Charlotte has decided how to spend $10 million in SouthPark. Here are the winners.

Charlotte has decided how to spend $10 million in SouthPark. Here are the winners.
This a city rendering of a planned three-mile "Cultural Loop" in the SouthPark area. (Source: City of Charlotte via The Charlotte Observer)

CHARLOTTE, NC (Steve Harrison/The Charlotte Observer) - After meeting with residents, Charlotte has unveiled its plans to spend $10 million to spruce up the SouthPark area, with a three-mile "Cultural Loop" as one of the winners.

The city's idea is to create a loop that connects some of the area's most visited areas: Piedmont Row, Morrison Regional Library and Phillips Place. The path would be more than a sidewalk or greenway, and would have some parks and plazas, as well as distinctive art.

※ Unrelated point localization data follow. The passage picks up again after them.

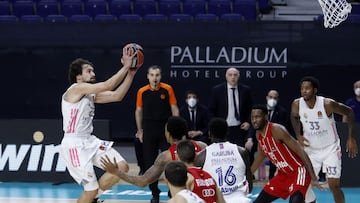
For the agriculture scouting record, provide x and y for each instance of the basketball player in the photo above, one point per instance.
(295, 171)
(175, 178)
(227, 163)
(175, 130)
(320, 138)
(199, 181)
(80, 149)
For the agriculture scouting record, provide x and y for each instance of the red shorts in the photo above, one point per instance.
(285, 184)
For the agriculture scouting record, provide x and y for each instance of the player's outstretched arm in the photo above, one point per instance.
(295, 121)
(246, 157)
(152, 174)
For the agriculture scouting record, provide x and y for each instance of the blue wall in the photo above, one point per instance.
(35, 59)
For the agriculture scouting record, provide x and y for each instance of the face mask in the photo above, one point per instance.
(357, 91)
(272, 103)
(192, 102)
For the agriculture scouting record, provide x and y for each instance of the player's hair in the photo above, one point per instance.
(191, 92)
(185, 150)
(218, 129)
(154, 67)
(261, 107)
(176, 173)
(76, 69)
(314, 82)
(176, 126)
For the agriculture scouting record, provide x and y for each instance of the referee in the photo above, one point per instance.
(155, 103)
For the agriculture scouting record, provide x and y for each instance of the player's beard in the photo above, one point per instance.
(92, 81)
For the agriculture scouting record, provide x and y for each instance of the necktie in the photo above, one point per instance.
(235, 106)
(192, 117)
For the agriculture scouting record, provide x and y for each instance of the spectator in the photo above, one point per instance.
(232, 101)
(197, 117)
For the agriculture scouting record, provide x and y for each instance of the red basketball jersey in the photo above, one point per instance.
(172, 149)
(279, 154)
(204, 184)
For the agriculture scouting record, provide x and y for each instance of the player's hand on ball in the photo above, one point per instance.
(109, 166)
(127, 57)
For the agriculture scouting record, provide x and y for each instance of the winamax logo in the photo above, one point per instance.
(36, 158)
(206, 62)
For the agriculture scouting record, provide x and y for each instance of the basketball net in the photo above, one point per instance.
(335, 12)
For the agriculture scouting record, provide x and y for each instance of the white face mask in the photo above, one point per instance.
(192, 102)
(357, 91)
(272, 103)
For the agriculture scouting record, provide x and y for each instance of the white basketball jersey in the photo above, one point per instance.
(225, 164)
(318, 128)
(78, 117)
(190, 196)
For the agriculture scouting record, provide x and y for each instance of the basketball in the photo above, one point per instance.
(138, 59)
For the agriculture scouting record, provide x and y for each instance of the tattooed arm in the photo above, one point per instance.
(152, 174)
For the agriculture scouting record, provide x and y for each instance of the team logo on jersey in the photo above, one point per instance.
(320, 114)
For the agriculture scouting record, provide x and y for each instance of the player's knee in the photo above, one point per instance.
(297, 197)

The city will spend about $500,000 on the project initially, and it will need several million dollars to finish. The city wants private developers to help build it, either by allowing the loop to enter their property or to contribute signs, art or decorate bike racks.

City project manager Fran West said the loop could be an iconic project for SouthPark, just as the Rail Trail is for South End.

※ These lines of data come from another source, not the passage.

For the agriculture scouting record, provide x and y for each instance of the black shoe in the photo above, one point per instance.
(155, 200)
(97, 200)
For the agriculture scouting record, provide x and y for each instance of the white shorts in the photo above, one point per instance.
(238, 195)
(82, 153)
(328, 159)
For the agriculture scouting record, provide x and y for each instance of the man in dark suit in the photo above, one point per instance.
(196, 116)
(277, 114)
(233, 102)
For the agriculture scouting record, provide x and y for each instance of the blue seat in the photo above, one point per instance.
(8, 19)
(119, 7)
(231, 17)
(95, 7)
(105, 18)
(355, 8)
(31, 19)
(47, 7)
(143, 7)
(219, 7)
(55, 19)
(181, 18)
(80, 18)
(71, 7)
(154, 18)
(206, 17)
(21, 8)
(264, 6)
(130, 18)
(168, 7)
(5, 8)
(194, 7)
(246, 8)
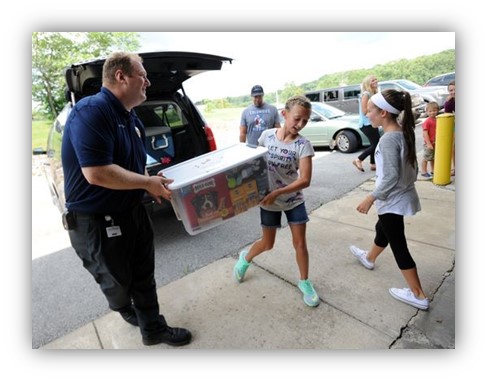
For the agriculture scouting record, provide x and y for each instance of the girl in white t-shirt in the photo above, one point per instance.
(289, 164)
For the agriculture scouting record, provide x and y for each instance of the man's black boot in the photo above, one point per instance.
(171, 336)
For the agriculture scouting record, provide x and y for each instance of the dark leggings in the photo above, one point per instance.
(390, 230)
(373, 136)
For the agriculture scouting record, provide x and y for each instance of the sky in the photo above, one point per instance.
(273, 59)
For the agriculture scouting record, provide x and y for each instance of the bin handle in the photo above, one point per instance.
(153, 142)
(176, 210)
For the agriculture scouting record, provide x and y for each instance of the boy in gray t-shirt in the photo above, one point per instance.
(258, 117)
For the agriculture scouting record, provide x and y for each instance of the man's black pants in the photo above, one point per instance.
(122, 264)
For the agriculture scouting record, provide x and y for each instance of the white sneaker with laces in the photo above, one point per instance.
(361, 255)
(405, 295)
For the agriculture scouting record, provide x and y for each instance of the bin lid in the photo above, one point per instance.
(211, 164)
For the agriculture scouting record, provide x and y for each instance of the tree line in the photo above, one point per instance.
(418, 70)
(53, 51)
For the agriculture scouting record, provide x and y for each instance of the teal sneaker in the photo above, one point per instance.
(310, 296)
(241, 266)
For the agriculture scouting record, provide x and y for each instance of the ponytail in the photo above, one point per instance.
(401, 100)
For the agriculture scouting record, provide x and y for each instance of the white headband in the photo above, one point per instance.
(379, 100)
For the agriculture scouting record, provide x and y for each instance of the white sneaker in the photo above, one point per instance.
(406, 295)
(361, 255)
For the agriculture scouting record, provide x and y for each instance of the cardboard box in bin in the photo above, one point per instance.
(212, 188)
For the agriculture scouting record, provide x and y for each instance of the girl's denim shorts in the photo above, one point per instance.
(297, 215)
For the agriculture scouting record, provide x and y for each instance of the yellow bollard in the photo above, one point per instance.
(443, 148)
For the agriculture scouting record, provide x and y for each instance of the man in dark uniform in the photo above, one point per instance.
(104, 158)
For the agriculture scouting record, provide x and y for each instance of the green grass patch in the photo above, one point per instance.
(223, 114)
(40, 132)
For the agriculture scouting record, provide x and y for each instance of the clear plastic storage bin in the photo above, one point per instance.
(212, 188)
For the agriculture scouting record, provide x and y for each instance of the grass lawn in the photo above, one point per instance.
(40, 132)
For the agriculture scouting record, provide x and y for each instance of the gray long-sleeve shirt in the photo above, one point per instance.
(394, 187)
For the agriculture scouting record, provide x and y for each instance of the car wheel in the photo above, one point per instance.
(346, 142)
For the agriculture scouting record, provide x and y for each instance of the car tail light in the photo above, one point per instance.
(210, 138)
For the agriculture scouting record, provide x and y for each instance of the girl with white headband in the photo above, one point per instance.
(395, 195)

"We want it to be similar to the Rail Trail," she said. "But SouthPark is not South End. We need to come up with a distinct look and feel for what SouthPark is. We hope to do some really great creative engagement with the public."

It would be modeled after the Indianapolis Cultural Trail, an eight-mile downtown project that cost $63 million.

The city started with 45 ideas for the area. It has narrowed that list down to five projects, including the Cultural Loop.

The city has been meeting with the SouthPark Coalition, a newly formed group of business owners, about helping to pay for the projects. Coalition member Tracy Dodson, a senior vice president at Lincoln Harris, said earlier this year some large businesses would be willing to help.

The city announced this week that Dodson is joining the city next month as an assistant city manager overseeing economic development.

There are four other projects recommended for completion.

One is a $2.5 million sidewalk on Barclay Downs Drive, to give residents better access to Myers Park High.

The city also plans to spend $3 million improving eight intersections, on Fairview Road, Sharon Road and Morrison Boulevard.

West said the city wants to improve crosswalks, with a signature design that would be painted on the road or installed with special pavers. The city has done this uptown with a checkerboard crosswalk near the NASCAR Hall of Fame.

There are two other smaller projects.

One would provide new signs direct people from Barclay Downs Drive to the Briar Creek Greenway, along existing sidewalks. The other project is the Backlot Trail, which would connect Park South Drive to Park Road Park.

The $10 million for SouthPark is part of the city's $800 million capital plan that was approved by City Council in 2013.

As part of the capital plan, Prosperity Village and Whitehall/Arysley each received $30 million. Beatties Ford Road, West Trade and Rozzelles Ferry, and Central/Albemarle/Shamrock each received $20 million.

One project that didn't make the final list was the Fairview Trail, which would have run along Fairview Road from Colony Road to the 30-mile Cross Charlotte Trail that's under construction near Park Road Park.